Anthropic’s SpaceX compute deal is a strong signal that AI providers are racing to expand capacity. That is good for users.

But it also confirms that usage limits are now a permanent part of the AI product experience. They may get bigger. They may become more flexible. They may vary by plan, region, time, model, and workload.

They will still exist.

And for people who use AI seriously, the question is no longer:

“Which tool has the biggest limit?”

The better question is:

“Can I see the limit before it breaks my work?”

That is the layer heavy AI users are missing.

Frequently asked questions

Did Anthropic increase Claude usage limits?

Yes. Anthropic announced higher usage limits for Claude Code and the Claude API on May 6, 2026. Claude Code’s five-hour rate limits are doubled for Pro, Max, Team, and seat-based Enterprise plans. Anthropic also removed the peak-hour limit reduction for Pro and Max users and raised API rate limits for Claude Opus models.

Why did Anthropic increase Claude limits?

Anthropic says the increase is tied to a new compute partnership with SpaceX, alongside other recent compute deals. The SpaceX agreement gives Anthropic access to all compute capacity at the Colossus 1 data center, adding more than 300 megawatts of capacity and over 220,000 NVIDIA GPUs.

Does this mean Claude now has unlimited usage?

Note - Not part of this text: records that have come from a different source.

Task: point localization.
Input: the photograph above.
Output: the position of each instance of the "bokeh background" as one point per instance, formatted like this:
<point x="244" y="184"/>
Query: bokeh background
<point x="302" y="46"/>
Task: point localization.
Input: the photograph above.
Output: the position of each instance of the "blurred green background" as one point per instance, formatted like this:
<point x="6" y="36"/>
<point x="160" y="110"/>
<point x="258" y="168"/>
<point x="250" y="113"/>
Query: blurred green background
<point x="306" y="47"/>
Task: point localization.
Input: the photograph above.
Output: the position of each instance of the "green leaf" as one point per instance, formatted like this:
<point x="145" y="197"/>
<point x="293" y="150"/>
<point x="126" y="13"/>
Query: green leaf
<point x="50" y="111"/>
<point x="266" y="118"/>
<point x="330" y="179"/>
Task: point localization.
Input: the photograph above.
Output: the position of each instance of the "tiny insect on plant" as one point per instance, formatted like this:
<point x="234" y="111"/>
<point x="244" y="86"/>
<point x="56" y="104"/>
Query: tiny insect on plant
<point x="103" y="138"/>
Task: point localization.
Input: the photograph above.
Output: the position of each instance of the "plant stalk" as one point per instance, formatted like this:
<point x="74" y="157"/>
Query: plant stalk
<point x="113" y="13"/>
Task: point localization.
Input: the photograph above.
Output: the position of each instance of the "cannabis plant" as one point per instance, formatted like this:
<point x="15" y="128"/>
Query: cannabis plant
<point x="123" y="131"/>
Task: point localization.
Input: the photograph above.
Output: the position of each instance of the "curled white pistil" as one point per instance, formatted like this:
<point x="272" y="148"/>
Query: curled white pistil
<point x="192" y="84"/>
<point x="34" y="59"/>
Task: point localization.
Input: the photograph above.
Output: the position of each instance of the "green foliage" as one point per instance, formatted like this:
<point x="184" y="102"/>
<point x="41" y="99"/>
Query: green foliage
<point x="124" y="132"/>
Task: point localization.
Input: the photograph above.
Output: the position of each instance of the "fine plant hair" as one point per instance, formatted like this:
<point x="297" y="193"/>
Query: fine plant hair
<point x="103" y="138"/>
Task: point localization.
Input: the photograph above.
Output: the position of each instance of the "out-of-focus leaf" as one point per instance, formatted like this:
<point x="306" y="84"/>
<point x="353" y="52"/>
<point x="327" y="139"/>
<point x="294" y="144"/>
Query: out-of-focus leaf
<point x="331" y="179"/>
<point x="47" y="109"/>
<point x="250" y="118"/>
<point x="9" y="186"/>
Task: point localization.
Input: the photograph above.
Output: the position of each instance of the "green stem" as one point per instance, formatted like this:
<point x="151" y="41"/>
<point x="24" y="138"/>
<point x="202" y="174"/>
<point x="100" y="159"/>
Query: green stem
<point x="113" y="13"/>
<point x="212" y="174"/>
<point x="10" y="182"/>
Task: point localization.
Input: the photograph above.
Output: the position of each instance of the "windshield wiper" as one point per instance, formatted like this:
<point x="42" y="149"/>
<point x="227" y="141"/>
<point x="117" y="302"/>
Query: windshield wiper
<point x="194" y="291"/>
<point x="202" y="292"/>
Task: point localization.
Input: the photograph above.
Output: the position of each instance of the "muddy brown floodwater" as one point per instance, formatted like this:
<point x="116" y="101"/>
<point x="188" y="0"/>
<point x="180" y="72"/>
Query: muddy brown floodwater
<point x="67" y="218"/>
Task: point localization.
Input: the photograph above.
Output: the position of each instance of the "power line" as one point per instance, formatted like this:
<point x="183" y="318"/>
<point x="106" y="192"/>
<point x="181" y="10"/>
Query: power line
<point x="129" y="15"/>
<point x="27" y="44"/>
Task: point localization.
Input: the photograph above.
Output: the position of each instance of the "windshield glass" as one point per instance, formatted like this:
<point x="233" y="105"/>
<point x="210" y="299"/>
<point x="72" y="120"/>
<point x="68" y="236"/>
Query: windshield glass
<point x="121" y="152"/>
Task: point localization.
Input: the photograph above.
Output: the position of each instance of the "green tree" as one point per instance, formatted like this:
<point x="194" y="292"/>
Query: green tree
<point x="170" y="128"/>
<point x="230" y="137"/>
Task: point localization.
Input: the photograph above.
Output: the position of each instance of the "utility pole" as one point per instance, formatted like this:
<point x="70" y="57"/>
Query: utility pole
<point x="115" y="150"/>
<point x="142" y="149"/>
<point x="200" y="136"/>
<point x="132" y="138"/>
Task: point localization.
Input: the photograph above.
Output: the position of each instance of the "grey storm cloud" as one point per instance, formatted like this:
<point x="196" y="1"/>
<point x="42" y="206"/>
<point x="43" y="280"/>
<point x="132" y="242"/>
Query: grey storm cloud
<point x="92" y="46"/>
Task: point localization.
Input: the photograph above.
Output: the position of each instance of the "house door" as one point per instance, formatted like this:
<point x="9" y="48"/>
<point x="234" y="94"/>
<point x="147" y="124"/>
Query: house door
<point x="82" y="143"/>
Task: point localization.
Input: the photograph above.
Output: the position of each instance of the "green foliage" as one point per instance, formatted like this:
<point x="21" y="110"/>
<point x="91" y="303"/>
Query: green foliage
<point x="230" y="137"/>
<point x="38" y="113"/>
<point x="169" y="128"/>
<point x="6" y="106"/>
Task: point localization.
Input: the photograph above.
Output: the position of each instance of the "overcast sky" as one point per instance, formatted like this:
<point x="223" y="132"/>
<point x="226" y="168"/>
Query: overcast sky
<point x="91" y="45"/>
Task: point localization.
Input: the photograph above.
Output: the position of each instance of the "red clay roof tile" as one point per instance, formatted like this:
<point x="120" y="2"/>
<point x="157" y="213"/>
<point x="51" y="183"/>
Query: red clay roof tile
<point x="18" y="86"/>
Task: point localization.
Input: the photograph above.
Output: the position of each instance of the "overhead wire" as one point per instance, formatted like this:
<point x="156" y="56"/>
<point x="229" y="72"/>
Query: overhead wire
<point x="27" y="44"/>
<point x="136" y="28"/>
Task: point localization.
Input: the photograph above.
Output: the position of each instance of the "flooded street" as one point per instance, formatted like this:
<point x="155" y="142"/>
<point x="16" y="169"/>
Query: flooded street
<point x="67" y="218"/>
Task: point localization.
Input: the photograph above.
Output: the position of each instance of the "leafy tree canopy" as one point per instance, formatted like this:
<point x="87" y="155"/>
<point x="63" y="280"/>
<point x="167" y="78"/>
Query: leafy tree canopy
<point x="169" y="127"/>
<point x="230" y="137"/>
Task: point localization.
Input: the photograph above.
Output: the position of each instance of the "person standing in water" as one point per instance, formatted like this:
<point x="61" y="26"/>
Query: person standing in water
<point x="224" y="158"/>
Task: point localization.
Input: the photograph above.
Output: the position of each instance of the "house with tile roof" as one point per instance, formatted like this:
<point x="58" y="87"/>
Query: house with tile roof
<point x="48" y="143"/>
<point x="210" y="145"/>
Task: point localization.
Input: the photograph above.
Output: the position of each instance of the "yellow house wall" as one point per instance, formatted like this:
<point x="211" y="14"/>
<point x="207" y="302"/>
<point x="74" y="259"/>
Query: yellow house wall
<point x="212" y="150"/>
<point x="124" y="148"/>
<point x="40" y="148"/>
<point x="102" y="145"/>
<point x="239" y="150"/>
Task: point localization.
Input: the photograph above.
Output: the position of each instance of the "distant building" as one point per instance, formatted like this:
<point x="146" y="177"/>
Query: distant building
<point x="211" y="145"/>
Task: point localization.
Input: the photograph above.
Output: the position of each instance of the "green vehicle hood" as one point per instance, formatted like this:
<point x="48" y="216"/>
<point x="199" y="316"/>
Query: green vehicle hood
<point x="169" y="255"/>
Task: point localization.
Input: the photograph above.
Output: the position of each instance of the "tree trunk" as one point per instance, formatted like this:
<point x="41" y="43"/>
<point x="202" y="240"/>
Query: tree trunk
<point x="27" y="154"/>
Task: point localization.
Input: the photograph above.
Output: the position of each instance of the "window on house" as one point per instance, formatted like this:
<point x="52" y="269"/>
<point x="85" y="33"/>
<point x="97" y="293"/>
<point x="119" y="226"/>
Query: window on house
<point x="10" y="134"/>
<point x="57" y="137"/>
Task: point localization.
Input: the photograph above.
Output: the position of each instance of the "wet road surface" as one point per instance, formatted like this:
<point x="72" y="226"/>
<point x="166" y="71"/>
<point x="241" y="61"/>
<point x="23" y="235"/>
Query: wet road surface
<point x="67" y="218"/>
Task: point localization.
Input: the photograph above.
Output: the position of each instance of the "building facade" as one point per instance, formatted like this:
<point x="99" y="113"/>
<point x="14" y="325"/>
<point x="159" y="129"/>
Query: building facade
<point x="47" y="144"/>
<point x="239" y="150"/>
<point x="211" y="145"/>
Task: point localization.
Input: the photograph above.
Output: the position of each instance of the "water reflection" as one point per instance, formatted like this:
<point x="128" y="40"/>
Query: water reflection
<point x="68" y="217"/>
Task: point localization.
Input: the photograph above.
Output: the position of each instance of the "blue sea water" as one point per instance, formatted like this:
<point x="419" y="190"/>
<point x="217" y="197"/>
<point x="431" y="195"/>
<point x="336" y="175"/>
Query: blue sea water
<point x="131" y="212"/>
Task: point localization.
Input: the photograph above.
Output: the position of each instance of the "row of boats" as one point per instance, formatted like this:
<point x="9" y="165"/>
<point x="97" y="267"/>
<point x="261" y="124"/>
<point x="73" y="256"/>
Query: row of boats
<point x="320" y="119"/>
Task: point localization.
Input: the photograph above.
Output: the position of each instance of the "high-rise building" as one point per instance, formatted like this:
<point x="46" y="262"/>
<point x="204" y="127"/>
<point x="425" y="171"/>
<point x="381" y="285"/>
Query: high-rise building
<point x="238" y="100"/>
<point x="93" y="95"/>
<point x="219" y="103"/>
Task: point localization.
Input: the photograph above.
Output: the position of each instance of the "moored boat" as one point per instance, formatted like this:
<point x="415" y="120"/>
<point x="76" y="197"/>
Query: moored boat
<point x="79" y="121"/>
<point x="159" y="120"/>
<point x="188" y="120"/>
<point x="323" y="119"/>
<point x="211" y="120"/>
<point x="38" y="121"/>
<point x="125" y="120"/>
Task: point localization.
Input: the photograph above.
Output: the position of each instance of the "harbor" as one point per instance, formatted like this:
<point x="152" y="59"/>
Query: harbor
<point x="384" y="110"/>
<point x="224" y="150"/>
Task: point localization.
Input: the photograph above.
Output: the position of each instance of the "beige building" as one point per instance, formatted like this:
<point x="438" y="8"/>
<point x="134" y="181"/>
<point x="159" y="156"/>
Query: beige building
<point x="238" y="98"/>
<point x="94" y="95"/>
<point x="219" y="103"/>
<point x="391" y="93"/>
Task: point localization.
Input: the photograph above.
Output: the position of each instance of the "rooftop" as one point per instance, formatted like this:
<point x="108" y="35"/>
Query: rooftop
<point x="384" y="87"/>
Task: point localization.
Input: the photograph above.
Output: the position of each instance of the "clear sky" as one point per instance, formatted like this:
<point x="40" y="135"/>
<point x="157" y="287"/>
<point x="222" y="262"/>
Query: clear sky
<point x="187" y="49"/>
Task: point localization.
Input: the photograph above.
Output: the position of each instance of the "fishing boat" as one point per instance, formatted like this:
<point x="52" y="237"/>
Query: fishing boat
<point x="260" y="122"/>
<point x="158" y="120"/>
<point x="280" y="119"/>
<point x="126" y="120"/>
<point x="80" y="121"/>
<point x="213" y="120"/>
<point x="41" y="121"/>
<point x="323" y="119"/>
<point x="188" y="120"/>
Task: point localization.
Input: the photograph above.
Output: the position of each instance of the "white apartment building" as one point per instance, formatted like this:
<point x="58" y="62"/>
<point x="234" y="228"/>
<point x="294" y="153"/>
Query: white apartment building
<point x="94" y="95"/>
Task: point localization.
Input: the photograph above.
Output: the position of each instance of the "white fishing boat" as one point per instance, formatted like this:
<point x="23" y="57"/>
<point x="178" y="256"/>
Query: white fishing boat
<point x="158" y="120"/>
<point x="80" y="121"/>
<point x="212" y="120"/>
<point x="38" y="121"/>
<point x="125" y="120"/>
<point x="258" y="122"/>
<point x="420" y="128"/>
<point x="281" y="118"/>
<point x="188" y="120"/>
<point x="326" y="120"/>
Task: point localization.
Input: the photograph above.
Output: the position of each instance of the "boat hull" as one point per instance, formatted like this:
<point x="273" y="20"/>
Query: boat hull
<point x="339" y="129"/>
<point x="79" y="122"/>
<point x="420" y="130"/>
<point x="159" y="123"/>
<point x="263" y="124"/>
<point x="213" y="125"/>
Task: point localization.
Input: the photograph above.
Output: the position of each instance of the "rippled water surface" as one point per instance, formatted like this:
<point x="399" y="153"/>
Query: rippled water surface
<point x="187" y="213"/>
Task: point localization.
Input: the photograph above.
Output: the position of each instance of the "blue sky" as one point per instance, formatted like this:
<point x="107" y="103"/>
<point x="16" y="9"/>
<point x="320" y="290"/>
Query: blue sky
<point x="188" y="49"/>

No. The announcement increases limits, but it does not remove them. Claude still has usage limits based on plan type, model choice, conversation complexity, features used, and the amount of work being done inside a given time period.

What is the difference between usage limits and context limits?

Usage limits control how much you can use Claude over time. Context limits control how much information Claude can process inside a single conversation. Hitting a usage limit may require waiting, upgrading, or buying extra usage. Hitting a context limit means the conversation itself has become too large.

Do Claude and Claude Code share the same usage limit?

Yes, for Pro and Max users, Claude and Claude Code activity count against the same usage limits. Activity across Claude and Claude Code shares the same usage pool.

What changed for Claude Code users?

Claude Code users on Pro, Max, Team, and seat-based Enterprise plans now get doubled five-hour rate limits. Pro and Max users also no longer face the previous peak-hour limit reduction on Claude Code.

What changed for Claude API users?

Anthropic says it is raising API rate limits considerably for Claude Opus models. API usage is still governed by rate limits, billing rules, and model-specific constraints.

What is SpaceX's Colossus 1 data center?

Colossus 1 is the data center capacity SpaceX is making available to Anthropic through this agreement. Anthropic says the deal gives it access to more than 300 megawatts of new capacity and over 220,000 NVIDIA GPUs.

Will higher limits stop users from hitting AI caps?

Not necessarily. Higher limits reduce the chance of hitting a cap during normal use, but heavy users can still run into limits during long sessions, complex coding tasks, large files, tool-heavy workflows, or high-volume API usage.

Why should users still track AI usage if limits are higher?

Because a bigger limit is still a limit. For heavy AI users, the real problem is often discovering a cap too late, in the middle of a coding session, research workflow, writing task, or client deliverable.

What should heavy AI users do after this announcement?

Heavy users should understand their active limit windows, avoid starting high-context tasks close to a cap, monitor usage across all AI tools they pay for, and pay attention to which tools share the same usage pool.

How does this relate to Tokenkarma?

Tokenkarma helps AI users see remaining quota across the tools they pay for, before a usage cap interrupts their workflow.